There appears to be consensus among systematic reviews [19–21] that inhibition of NGF through targeted mAb therapy effectively relieves pain and results in improved function in OA, although the total literature base is fairly small. A review of all three anti-NGF agents that had been in clinical development prior to the US FDA hold in 2010 identified 13 multicentre placebo-controlled trials of OA of the hip or knee that met their inclusion criteria [19]. Kan et al. [20] and Chen et al. [21] restricted their analyses to the use of tanezumab in OA; the former identified four studies of knee OA that met their inclusion criteria, whereas the latter included 10 studies (in 9 publications) of OA of the hip or knee. All studies were funded by the pharmaceutical industry. As the literature base was small, and there was extensive overlap among the systematic reviews, it is not surprising that the conclusions of each review were similar: compared with placebo, NGF inhibition yielded substantial improvement in both pain and function. In studies of tanezumab monotherapy compared with either NSAIDs or with opiates, tanezumab in doses of 5 and 10 mg intravenously were statistically significantly superior to the active comparators, with standardized effect sizes of 0.22–0.24 [19, 22]. Importantly, Chen et al. reported that low-dose (⩽2.5 mg) treatment had comparable efficacy to high dose, but with significantly fewer adverse effects [21].

Risks

Safety concerns led to the US FDA hold on all clinical testing in 2010, based on reports of rapidly progressive OA and of osteonecrosis among patients who had received anti-NGF therapy, including involvement of joints without known OA. An expert adjudication committee funded by Pfizer performed detailed reviews of the adverse events reported during clinical trials with tanezumab and fulranumab. A dose–response relationship was noted between the serious events (rapidly progressive OA) and doses of tanezumab between 2.5 and 10 mg [23] or doses of fasinumab between 3 and 9 mg [24, 25]. Trials were resumed in 2015, with reduced doses for hip or knee OA, maximally 5 mg. Interestingly, the incidence of osteonecrosis may be lower than previously thought. Of the 86 reported osteonecrosis cases, the Pfizer-funded adjudication committee could demonstrate unambiguous osteonecrosis in only two (although eight had insufficient information to distinguish primary osteonecrosis and the committee failed to reach consensus on another five) [26]. Importantly, the risk of developing rapidly progressive OA appeared to be significantly greater when tanezumab was used in conjunction with NSAIDs, compared with tanezumab monotherapy [23, 26]. This observation has resulted in strict limits on the duration of NSAID use during exposure to anti-NGF therapy in subsequent trials. In spite of the risks, cost-effectiveness analyses suggest that the pain palliation provided by anti-NGF therapy is sufficiently significant that even a rate of rapidly progressive OA occurring in up to 10% of patients would not nullify the overall improvement in quality-adjusted life years achieved [27], and that anti-NGF therapy could be cost effective at up to $400 per dose [27]. It should be noted, of course, that such analyses are based entirely on models using arbitrary values of the costs of pain, and are intended to inform policy rather than to be used clinically, as individuals have markedly disparate views of risk and benefit.
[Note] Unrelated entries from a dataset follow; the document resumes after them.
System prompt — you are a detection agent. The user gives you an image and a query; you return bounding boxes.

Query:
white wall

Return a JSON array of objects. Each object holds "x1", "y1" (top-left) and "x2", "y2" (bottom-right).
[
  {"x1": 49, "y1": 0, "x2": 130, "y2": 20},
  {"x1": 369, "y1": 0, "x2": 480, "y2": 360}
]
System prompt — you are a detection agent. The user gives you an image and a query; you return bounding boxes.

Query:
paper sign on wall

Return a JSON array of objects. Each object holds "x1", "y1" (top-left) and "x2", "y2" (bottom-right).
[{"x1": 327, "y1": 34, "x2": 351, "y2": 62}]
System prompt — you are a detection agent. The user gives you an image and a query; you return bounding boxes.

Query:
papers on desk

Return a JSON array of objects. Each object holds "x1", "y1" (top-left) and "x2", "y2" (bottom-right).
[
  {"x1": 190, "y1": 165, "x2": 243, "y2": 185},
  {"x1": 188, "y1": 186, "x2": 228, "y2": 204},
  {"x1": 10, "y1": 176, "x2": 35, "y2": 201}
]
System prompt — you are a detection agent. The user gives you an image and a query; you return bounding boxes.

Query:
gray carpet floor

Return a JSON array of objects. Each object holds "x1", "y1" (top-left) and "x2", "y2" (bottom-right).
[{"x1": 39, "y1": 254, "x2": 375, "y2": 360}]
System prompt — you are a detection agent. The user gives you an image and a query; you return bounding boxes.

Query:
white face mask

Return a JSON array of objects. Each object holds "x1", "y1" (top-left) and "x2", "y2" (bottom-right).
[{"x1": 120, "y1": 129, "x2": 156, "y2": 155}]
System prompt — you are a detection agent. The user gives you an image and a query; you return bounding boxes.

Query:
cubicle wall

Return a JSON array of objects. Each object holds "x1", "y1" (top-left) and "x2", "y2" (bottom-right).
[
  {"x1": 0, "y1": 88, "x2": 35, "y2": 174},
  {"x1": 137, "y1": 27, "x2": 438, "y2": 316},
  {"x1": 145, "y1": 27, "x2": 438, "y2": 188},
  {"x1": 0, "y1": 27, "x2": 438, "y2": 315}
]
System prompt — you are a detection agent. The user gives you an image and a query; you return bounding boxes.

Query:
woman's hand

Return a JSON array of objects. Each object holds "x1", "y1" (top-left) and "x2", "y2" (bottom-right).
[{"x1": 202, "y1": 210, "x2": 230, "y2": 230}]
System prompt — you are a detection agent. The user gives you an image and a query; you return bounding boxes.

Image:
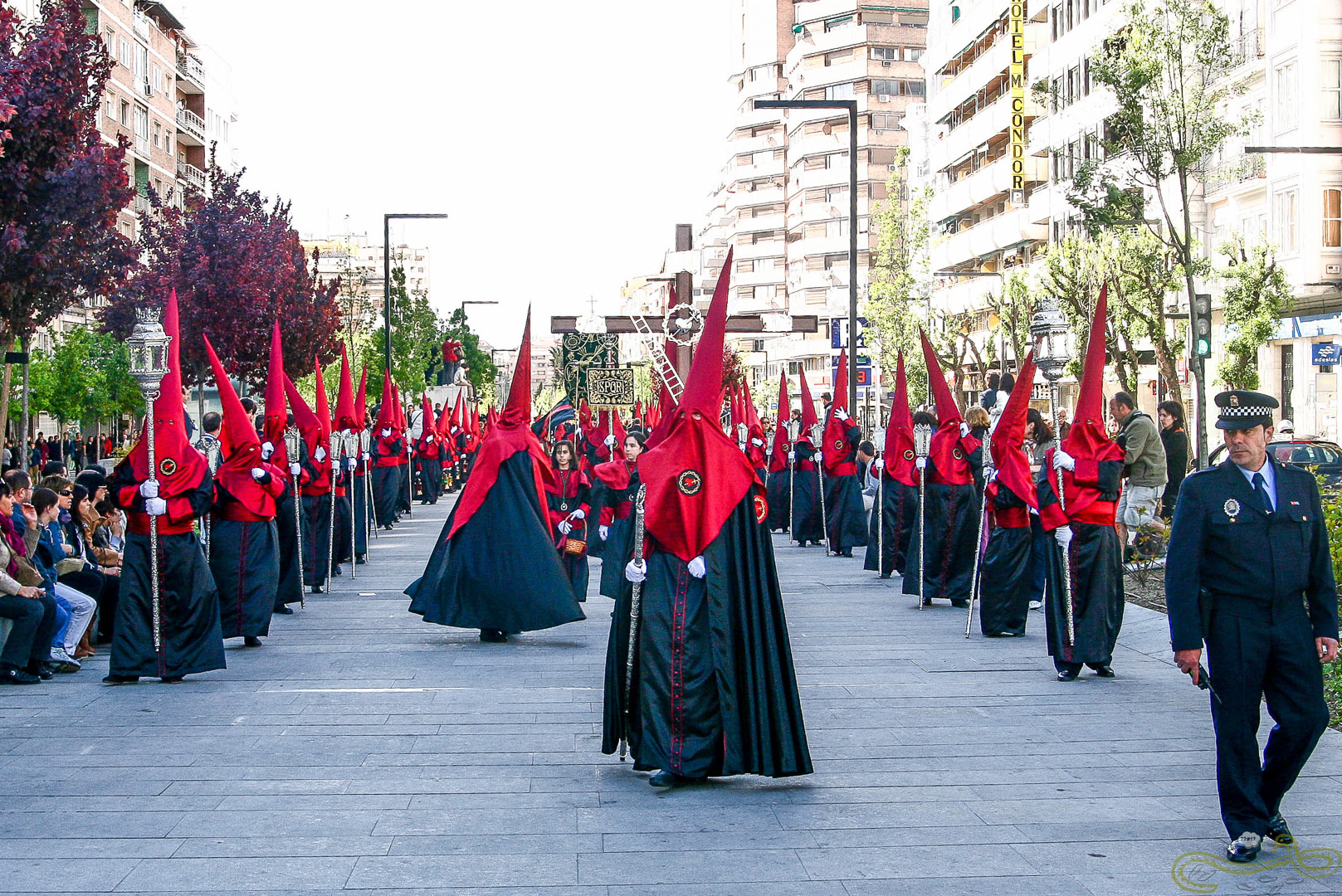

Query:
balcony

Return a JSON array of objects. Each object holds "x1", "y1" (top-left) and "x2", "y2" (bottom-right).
[
  {"x1": 177, "y1": 52, "x2": 205, "y2": 94},
  {"x1": 927, "y1": 156, "x2": 1048, "y2": 222},
  {"x1": 177, "y1": 163, "x2": 205, "y2": 193},
  {"x1": 177, "y1": 109, "x2": 205, "y2": 146},
  {"x1": 931, "y1": 207, "x2": 1048, "y2": 271}
]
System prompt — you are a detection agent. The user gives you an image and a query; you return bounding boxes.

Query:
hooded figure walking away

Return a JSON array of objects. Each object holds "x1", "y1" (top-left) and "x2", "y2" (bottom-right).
[
  {"x1": 202, "y1": 337, "x2": 285, "y2": 646},
  {"x1": 601, "y1": 251, "x2": 811, "y2": 787},
  {"x1": 104, "y1": 292, "x2": 226, "y2": 684},
  {"x1": 1037, "y1": 287, "x2": 1123, "y2": 681},
  {"x1": 978, "y1": 352, "x2": 1039, "y2": 637},
  {"x1": 405, "y1": 309, "x2": 585, "y2": 641},
  {"x1": 861, "y1": 352, "x2": 918, "y2": 578},
  {"x1": 903, "y1": 333, "x2": 983, "y2": 607},
  {"x1": 824, "y1": 352, "x2": 867, "y2": 557}
]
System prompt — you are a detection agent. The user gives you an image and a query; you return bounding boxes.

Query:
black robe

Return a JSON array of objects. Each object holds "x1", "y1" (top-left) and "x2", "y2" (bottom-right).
[
  {"x1": 789, "y1": 444, "x2": 825, "y2": 544},
  {"x1": 768, "y1": 467, "x2": 792, "y2": 533},
  {"x1": 601, "y1": 494, "x2": 811, "y2": 778},
  {"x1": 107, "y1": 464, "x2": 227, "y2": 679},
  {"x1": 978, "y1": 480, "x2": 1035, "y2": 637},
  {"x1": 1036, "y1": 461, "x2": 1125, "y2": 670},
  {"x1": 903, "y1": 469, "x2": 981, "y2": 601},
  {"x1": 861, "y1": 472, "x2": 918, "y2": 576},
  {"x1": 405, "y1": 450, "x2": 587, "y2": 633}
]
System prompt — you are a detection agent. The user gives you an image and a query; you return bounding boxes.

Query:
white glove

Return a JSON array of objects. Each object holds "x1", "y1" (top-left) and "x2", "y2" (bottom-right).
[{"x1": 624, "y1": 561, "x2": 648, "y2": 582}]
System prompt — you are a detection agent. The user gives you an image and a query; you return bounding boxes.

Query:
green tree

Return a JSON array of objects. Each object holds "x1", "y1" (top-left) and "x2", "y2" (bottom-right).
[{"x1": 1218, "y1": 237, "x2": 1291, "y2": 389}]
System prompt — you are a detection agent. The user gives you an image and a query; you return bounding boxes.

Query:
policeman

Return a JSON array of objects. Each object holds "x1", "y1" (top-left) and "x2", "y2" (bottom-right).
[{"x1": 1165, "y1": 390, "x2": 1338, "y2": 863}]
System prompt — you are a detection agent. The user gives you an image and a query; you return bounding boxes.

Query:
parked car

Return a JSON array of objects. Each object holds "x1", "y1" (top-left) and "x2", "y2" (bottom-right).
[{"x1": 1211, "y1": 436, "x2": 1342, "y2": 485}]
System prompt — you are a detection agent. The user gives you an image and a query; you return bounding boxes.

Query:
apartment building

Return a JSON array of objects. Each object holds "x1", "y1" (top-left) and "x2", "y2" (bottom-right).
[{"x1": 1203, "y1": 0, "x2": 1342, "y2": 440}]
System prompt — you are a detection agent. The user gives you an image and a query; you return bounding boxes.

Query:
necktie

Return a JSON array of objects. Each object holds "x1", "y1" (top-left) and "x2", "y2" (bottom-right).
[{"x1": 1253, "y1": 474, "x2": 1272, "y2": 516}]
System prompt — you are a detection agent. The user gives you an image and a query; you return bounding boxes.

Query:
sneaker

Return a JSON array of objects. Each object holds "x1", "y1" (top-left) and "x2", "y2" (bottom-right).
[{"x1": 51, "y1": 646, "x2": 79, "y2": 674}]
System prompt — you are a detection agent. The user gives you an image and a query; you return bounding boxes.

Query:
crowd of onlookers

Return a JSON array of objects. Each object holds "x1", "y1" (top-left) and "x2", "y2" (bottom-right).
[{"x1": 0, "y1": 450, "x2": 126, "y2": 684}]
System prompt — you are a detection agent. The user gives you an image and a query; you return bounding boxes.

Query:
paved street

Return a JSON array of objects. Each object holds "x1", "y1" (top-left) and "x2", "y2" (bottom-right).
[{"x1": 0, "y1": 504, "x2": 1342, "y2": 896}]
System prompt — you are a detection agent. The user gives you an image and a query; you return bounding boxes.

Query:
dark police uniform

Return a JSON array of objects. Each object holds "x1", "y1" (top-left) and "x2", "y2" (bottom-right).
[{"x1": 1165, "y1": 392, "x2": 1338, "y2": 861}]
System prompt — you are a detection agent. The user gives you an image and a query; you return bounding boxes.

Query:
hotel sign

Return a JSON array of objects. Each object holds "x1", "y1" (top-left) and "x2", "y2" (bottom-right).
[{"x1": 1007, "y1": 0, "x2": 1025, "y2": 205}]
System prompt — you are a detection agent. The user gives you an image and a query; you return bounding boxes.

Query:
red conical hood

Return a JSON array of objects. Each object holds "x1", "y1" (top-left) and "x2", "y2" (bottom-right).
[
  {"x1": 122, "y1": 290, "x2": 209, "y2": 496},
  {"x1": 202, "y1": 334, "x2": 275, "y2": 519},
  {"x1": 886, "y1": 352, "x2": 918, "y2": 485},
  {"x1": 681, "y1": 248, "x2": 734, "y2": 420},
  {"x1": 334, "y1": 345, "x2": 364, "y2": 429},
  {"x1": 500, "y1": 306, "x2": 531, "y2": 426},
  {"x1": 265, "y1": 318, "x2": 289, "y2": 474}
]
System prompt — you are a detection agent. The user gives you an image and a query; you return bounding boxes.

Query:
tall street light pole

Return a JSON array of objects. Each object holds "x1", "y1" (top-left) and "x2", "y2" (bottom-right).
[
  {"x1": 754, "y1": 100, "x2": 857, "y2": 411},
  {"x1": 383, "y1": 212, "x2": 447, "y2": 370}
]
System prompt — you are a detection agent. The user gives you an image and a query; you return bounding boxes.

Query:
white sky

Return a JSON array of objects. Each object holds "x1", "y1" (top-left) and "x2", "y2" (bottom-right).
[{"x1": 170, "y1": 0, "x2": 733, "y2": 348}]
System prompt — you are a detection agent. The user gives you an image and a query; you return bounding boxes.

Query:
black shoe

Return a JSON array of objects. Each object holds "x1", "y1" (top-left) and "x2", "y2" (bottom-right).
[
  {"x1": 1225, "y1": 830, "x2": 1263, "y2": 863},
  {"x1": 0, "y1": 667, "x2": 41, "y2": 684},
  {"x1": 648, "y1": 772, "x2": 698, "y2": 787}
]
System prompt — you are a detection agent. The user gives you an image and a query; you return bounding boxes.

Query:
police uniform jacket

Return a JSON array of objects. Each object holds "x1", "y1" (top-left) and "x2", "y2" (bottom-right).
[{"x1": 1165, "y1": 453, "x2": 1338, "y2": 650}]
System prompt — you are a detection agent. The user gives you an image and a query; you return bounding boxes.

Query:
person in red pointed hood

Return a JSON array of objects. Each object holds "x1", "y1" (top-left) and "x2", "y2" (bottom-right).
[
  {"x1": 903, "y1": 331, "x2": 983, "y2": 607},
  {"x1": 104, "y1": 292, "x2": 226, "y2": 684},
  {"x1": 768, "y1": 374, "x2": 792, "y2": 533},
  {"x1": 601, "y1": 250, "x2": 811, "y2": 787},
  {"x1": 415, "y1": 393, "x2": 447, "y2": 504},
  {"x1": 789, "y1": 369, "x2": 825, "y2": 548},
  {"x1": 822, "y1": 352, "x2": 867, "y2": 557},
  {"x1": 1030, "y1": 285, "x2": 1125, "y2": 681},
  {"x1": 202, "y1": 337, "x2": 285, "y2": 646},
  {"x1": 369, "y1": 370, "x2": 405, "y2": 531},
  {"x1": 405, "y1": 309, "x2": 585, "y2": 642},
  {"x1": 978, "y1": 352, "x2": 1042, "y2": 637},
  {"x1": 861, "y1": 352, "x2": 918, "y2": 578}
]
In conclusion, anti-NGF therapy offers great potential to palliate pain and function in patients with severely symptomatic OA. Nonetheless, it appears that the benefit carries a risk of exacerbating structural OA. A small number of studies have tested NGF blockade in animal models of OA, and these studies have also highlighted the risk for accelerated joint damage (recently reviewed in [28]) but the mechanisms of these side-effects remain poorly understood. As these trials are ongoing, the actual benefits and risks of anti-NGF therapy remain to be fully elucidated. In a recent review, Jayabalan and Schnitzer [29] discussed the use of tanezumab and suggested that it will be important to define the population of patients for whom this treatment will be most appropriate. They propose that it will be key to identify those individuals who should not receive the antibody, and these will likely be individuals with preexisting joint abnormalities that may be put at increased risk of rapidly progressive OA, such as subchondral insufficiency fractures. On the other hand, tanezumab may be a particularly useful agent for specific populations of individuals for whom NSAIDs are contra-indicated and/or not advised (e.g. patients with chronic renal insufficiency, or elderly patients in whom NSAIDs and opioids should be used with care).

Other antibodies

Antibodies against different targets, often developed for other indications, are also being tested for efficacy against OA pain. Table 2 lists ongoing and recently completed trials, as reported on ClinicalTrials.gov. Cytokines in particular are being targeted, for their pro-inflammatory role and because they may have a direct pro-algesic effect (reviewed in [30]). For painful knee OA, there are ongoing trials with a bi-specific NGF/TNF antibody (MEDI7352) and with the anti-TNF antibody, adalimumab. Abbvie recently completed a phase 2 knee OA trial with a dual variable domain immunoglobulin that specifically and potently neutralizes IL-1α and IL-1β (ABT-981). Baseline characteristics of the subjects enrolled were reported at the 2017 Osteoarthritis Research Society International meeting [31], but trial results are not yet available.

Table 2.

Other antibody programs for OA pain

Target Antibody name(s) Active trial IDs Completed trial IDs
IL-6 Tocilizumab NCT02477059
GM-CSF GSK3196165 NCT02683785
NGF/TNF MEDI7352 NCT02508155
IL-1α/β ABT-981 NCT02384538; NCT01668511; NCT02087904
TNF Adalimumab NCT02471118 NCT00296894; NCT00597623
CGRP LY2951742 NCT02192190 (terminated)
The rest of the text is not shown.